| Opus (and all prior Claude models) still do not correctly answer the Sally question, unfortunately: Q: Sally (a girl) has 3 brothers. Each brother has 2 sisters. How many sisters does Sally have? A: Okay, let's organize the information we have: Sally is a girl.
Sally has 3 brothers.
Each of Sally's brothers has 2 sisters.
Now, let's think about this step by step: We know that Sally is a girl, so she is a sister to her brothers.
Each of Sally's brothers has 2 sisters. One of these sisters is Sally, but who is the other sister?
Since Sally has only brothers and no other sisters are mentioned, we can conclude that the other sister for each brother is also Sally. Therefore, Sally has no sisters other than herself.
So, the answer is that Sally has 0 sisters. https://imgur.com/a/EawcbeL |
GPT4 w/ CoT system prompting gets it right:
SYS: "You are a helpful assistant. Think through your work step by step before providing your answer."
USER: "Sally (a girl) has 3 brothers. Each brother has 2 sisters.

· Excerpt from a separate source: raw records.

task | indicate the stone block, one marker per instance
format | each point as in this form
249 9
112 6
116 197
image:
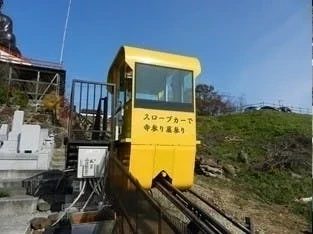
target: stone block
18 121
4 130
30 136
9 146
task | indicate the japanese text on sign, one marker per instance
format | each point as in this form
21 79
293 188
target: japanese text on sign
172 124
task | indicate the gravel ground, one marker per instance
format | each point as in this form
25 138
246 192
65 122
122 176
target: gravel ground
172 210
18 224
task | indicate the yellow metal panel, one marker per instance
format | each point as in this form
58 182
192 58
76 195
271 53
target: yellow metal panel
141 164
183 167
163 160
163 127
133 54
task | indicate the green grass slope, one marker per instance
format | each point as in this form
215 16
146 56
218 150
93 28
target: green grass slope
278 146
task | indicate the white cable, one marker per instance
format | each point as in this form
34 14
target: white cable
93 186
73 203
86 203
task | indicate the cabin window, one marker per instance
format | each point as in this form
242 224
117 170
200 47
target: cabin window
163 88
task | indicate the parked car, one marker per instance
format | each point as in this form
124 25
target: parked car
250 108
268 108
285 109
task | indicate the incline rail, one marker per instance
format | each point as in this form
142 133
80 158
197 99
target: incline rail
140 202
200 220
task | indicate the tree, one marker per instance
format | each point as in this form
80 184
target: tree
52 103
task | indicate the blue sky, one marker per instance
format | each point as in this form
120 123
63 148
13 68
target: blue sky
257 48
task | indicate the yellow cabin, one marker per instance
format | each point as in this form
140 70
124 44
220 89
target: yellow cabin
155 114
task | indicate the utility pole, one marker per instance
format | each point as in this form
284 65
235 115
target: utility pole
65 31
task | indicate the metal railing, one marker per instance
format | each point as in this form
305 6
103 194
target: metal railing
90 105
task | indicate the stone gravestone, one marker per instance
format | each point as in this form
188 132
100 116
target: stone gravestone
17 124
30 136
4 132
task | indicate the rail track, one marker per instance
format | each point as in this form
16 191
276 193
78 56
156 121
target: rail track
200 220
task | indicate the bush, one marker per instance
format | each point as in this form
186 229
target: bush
19 98
4 193
3 94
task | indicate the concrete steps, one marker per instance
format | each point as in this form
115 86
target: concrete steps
17 205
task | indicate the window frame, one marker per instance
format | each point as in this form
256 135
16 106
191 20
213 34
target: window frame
163 105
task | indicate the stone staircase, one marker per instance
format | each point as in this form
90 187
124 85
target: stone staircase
18 208
58 159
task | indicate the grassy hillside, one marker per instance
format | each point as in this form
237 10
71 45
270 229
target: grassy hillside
277 147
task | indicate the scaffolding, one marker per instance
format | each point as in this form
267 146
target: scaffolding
34 77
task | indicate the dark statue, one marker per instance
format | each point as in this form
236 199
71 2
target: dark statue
7 38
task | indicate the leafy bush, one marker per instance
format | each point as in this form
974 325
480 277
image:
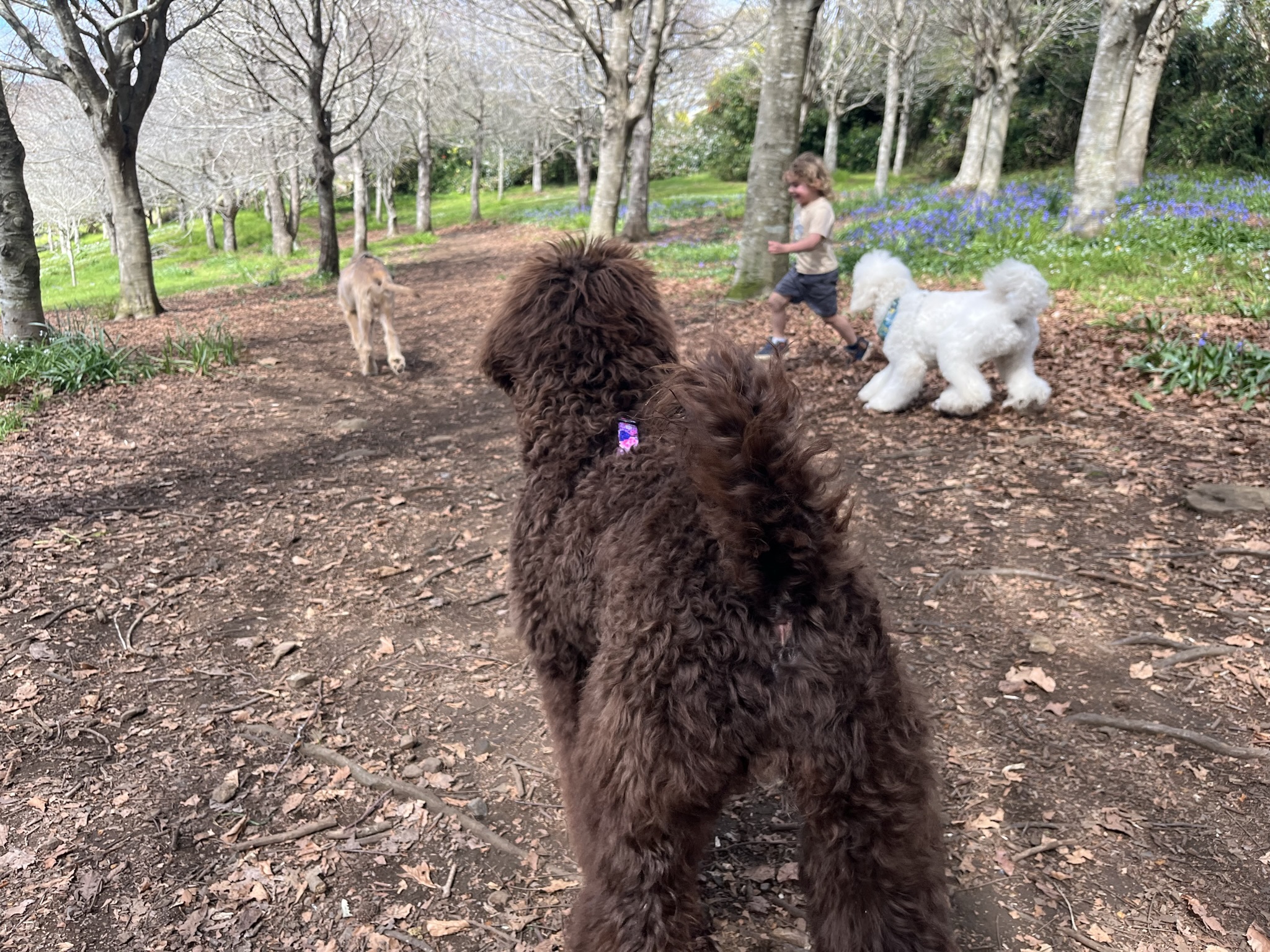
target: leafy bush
728 122
1233 368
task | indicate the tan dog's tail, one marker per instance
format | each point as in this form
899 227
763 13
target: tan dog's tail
769 507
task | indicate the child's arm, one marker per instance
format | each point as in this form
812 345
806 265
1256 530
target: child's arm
804 244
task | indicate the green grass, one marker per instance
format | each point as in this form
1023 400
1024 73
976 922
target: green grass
78 358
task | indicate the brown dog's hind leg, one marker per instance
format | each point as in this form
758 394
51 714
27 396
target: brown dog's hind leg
873 861
646 791
397 362
362 342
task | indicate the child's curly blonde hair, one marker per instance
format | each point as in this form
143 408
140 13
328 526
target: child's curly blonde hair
809 169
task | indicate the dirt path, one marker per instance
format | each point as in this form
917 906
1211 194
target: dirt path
296 546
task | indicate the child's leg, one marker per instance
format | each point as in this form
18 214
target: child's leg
778 304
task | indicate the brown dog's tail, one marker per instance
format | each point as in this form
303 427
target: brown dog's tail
768 505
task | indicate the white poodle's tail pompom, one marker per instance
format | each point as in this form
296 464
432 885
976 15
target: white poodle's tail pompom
1020 287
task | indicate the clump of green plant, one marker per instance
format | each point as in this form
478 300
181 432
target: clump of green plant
201 352
1232 368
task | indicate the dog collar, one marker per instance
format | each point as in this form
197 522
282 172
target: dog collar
888 319
628 436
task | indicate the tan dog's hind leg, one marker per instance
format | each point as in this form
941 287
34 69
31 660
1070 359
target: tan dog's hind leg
397 362
362 339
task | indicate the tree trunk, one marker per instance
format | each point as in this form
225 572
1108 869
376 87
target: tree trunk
538 163
637 227
210 229
888 118
474 188
229 223
624 107
296 203
768 203
1121 37
138 294
833 121
1135 126
22 314
358 198
902 135
975 143
582 164
278 220
424 184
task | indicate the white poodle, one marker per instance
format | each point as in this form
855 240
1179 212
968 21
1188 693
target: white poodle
958 330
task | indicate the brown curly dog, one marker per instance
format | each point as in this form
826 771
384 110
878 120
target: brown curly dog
691 607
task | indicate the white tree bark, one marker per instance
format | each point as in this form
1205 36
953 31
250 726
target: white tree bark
474 187
1121 37
768 203
833 120
888 121
902 135
1135 126
625 103
358 198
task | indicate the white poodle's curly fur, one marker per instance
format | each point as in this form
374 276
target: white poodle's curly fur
957 330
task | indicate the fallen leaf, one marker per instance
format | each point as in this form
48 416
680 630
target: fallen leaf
293 803
1202 912
420 874
447 927
1099 935
561 886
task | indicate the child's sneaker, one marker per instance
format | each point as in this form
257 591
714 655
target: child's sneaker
860 350
773 348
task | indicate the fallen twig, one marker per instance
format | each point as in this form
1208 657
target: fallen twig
1117 579
1146 638
1201 741
379 782
299 833
1193 654
957 574
407 940
47 622
1044 848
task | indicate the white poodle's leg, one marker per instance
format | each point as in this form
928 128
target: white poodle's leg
874 386
905 379
967 392
1025 390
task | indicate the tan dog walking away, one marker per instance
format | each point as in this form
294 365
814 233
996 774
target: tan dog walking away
367 289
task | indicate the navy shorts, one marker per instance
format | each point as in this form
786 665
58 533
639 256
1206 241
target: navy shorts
819 291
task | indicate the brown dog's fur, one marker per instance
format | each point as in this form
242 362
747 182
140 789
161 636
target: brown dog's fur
366 291
691 607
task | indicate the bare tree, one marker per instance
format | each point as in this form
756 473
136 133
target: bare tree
846 69
323 63
898 27
1122 32
776 130
22 312
1002 36
1135 126
111 58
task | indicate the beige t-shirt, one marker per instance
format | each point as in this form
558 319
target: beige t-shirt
815 218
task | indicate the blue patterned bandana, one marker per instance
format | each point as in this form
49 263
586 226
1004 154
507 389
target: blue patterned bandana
888 319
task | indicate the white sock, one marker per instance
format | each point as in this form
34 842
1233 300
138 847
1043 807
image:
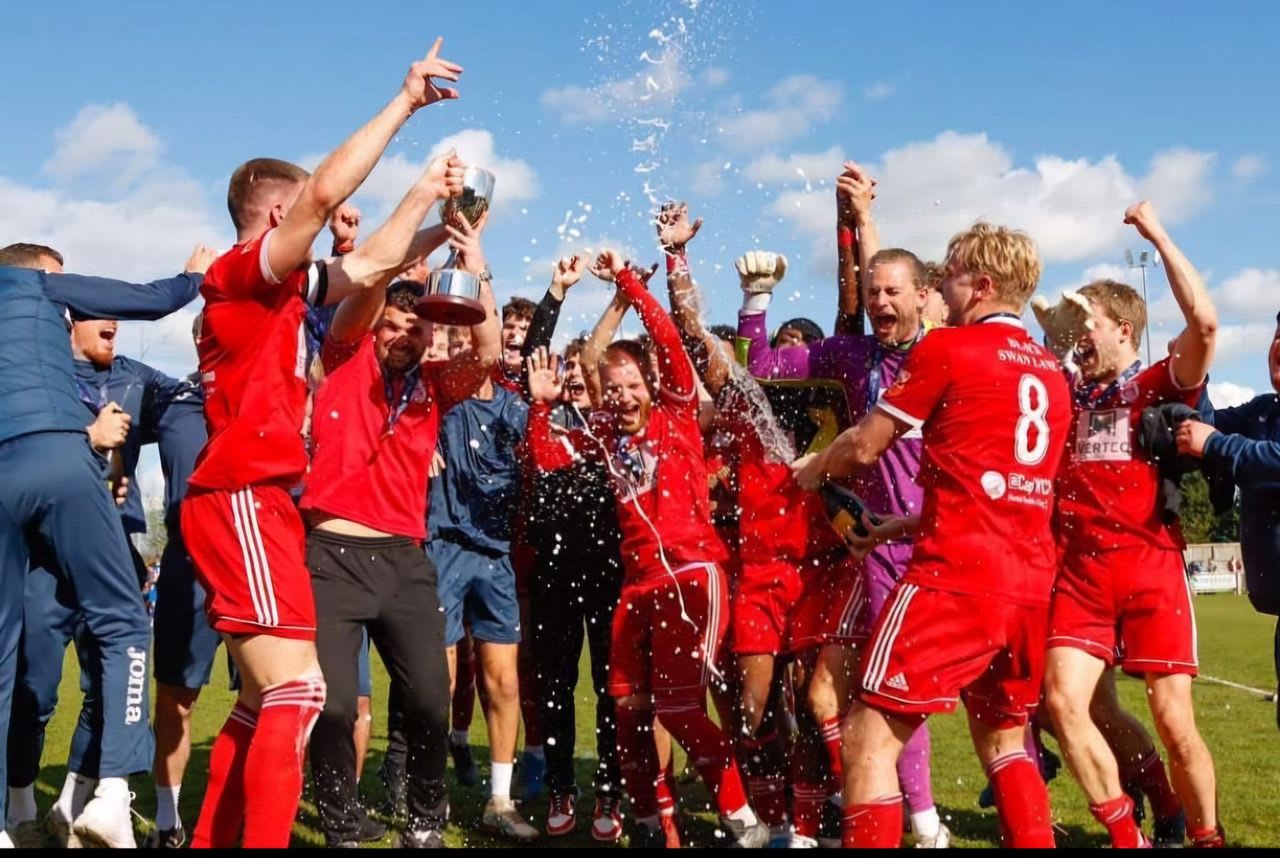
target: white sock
499 780
115 789
744 815
167 807
22 806
926 824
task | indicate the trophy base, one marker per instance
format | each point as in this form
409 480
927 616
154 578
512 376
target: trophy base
451 310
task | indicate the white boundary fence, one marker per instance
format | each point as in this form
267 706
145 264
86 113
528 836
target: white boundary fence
1215 567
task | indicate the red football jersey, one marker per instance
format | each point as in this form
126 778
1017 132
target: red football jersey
371 452
659 480
254 365
1107 491
995 411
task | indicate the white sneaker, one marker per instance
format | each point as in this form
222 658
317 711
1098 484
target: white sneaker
941 841
105 822
58 824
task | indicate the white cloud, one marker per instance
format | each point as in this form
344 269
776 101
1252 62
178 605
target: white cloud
878 91
653 87
1073 209
796 168
1225 395
716 76
104 137
1248 341
515 181
794 105
1248 167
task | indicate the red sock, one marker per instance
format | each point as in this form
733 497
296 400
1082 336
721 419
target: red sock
831 738
1207 838
708 749
874 825
1151 776
1022 802
807 808
223 809
764 761
1118 816
638 758
273 771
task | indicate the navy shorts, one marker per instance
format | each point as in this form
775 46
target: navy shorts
478 590
184 644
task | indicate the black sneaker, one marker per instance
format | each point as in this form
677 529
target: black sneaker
428 839
465 765
167 839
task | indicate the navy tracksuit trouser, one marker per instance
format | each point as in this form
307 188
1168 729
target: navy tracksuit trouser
53 488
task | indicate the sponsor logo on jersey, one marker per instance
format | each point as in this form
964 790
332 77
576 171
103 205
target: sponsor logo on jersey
1104 436
993 484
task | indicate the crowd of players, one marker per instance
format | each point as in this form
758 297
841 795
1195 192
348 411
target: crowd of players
343 474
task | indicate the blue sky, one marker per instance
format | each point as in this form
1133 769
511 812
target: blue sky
124 122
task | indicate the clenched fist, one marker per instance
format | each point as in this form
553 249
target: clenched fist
1065 322
760 270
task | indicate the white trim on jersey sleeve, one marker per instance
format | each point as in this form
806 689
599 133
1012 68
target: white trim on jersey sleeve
264 265
915 423
318 283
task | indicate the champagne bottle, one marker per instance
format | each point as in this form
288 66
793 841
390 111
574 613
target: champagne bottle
845 511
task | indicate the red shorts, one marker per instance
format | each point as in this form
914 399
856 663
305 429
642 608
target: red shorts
929 648
659 648
1129 607
250 556
764 596
832 603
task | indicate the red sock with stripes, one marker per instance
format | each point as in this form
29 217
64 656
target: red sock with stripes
708 748
831 738
223 809
1022 802
1151 776
1116 815
873 825
807 799
764 762
273 771
638 760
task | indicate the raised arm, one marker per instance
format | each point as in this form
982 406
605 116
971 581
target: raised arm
359 278
542 328
602 334
759 272
856 241
675 232
1194 352
348 165
675 370
464 374
99 297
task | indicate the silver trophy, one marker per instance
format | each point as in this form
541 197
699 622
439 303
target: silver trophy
452 295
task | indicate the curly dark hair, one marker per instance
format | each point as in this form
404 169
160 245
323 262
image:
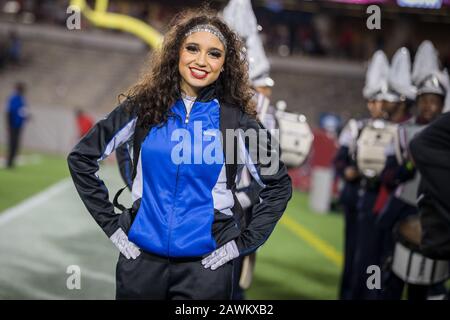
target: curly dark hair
159 86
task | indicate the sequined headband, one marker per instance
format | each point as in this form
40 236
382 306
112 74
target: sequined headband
208 28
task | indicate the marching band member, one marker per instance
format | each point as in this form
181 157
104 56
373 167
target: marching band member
396 94
346 168
400 215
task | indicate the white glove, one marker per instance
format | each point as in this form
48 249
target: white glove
125 246
220 256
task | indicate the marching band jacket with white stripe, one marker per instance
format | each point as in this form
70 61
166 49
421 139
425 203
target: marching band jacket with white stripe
183 208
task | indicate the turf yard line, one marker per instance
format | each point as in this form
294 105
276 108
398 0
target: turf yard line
27 205
313 240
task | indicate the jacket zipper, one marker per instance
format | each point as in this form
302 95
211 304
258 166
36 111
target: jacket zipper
186 122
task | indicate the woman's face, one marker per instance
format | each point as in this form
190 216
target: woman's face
202 56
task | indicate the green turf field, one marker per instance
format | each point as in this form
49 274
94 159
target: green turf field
59 232
288 267
37 172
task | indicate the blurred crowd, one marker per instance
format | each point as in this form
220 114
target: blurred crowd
284 31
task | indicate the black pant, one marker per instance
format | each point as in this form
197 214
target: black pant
13 145
159 278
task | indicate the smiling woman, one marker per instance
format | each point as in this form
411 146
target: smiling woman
202 56
181 236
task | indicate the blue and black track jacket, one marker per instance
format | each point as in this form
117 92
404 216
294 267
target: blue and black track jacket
183 208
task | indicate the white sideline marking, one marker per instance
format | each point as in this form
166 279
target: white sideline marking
25 206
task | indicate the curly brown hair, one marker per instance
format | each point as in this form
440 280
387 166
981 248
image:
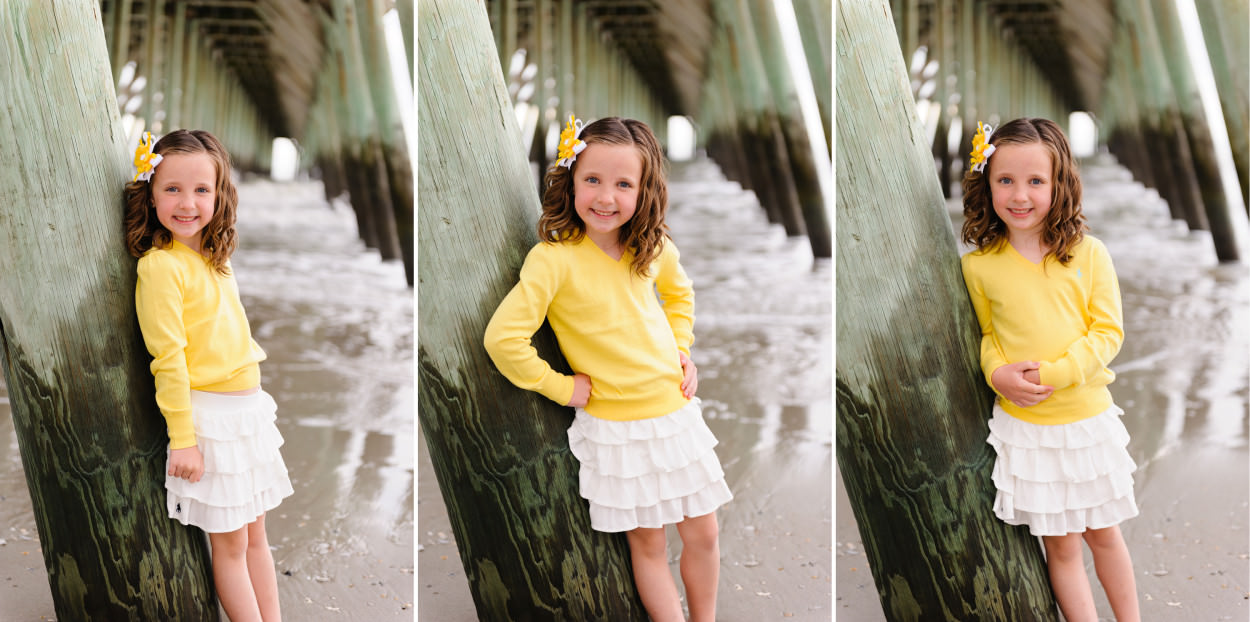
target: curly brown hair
1065 224
645 231
219 239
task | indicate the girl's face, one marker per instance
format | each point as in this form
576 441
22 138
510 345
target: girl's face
1021 187
605 190
184 189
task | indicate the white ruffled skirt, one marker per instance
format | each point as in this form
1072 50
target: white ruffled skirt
649 472
1063 478
244 473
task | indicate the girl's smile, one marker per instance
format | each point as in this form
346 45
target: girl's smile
605 190
184 189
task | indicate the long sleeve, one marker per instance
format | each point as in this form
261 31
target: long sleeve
676 291
1094 351
515 321
159 306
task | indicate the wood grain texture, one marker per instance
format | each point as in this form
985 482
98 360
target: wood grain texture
911 401
500 454
91 440
1228 44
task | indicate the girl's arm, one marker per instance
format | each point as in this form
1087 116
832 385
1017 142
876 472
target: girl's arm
159 306
991 357
1010 381
518 317
1090 354
678 295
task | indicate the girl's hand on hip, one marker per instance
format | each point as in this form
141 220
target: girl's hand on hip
689 376
186 464
1013 381
580 391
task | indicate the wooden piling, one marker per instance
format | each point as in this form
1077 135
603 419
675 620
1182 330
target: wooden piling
500 454
1163 128
93 442
794 131
1228 44
1193 118
814 19
911 400
393 140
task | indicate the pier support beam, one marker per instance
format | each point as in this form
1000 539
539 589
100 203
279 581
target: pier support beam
500 454
1228 44
93 442
911 401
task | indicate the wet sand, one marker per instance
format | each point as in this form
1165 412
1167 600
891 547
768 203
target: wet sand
338 326
765 379
1184 382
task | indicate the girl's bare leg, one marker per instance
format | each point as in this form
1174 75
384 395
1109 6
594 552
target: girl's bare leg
700 565
649 551
1068 577
230 576
260 568
1114 570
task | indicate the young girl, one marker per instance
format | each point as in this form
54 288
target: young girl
1049 306
224 467
646 455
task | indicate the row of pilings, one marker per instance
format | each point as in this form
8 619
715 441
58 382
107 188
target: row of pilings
745 108
340 105
1124 61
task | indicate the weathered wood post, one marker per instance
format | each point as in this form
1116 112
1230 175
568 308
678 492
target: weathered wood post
91 440
1228 44
796 143
390 126
911 401
500 454
1193 119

How many sisters does Sally have?"
ASSIST: "Let's break down the information given:
1. Sally has 3 brothers. 2. Each brother has 2 sisters.
Given that Sally is a girl, she is one of the sisters. Since each brother has 2 sisters and we know Sally is one of them, there must be one more sister to make the statement true for each brother.
Therefore, Sally has 1 sister."
The importance of prompting makes it quite difficult to compare model peak performance. Especially since different models have different styles of prompts that generate peak performance.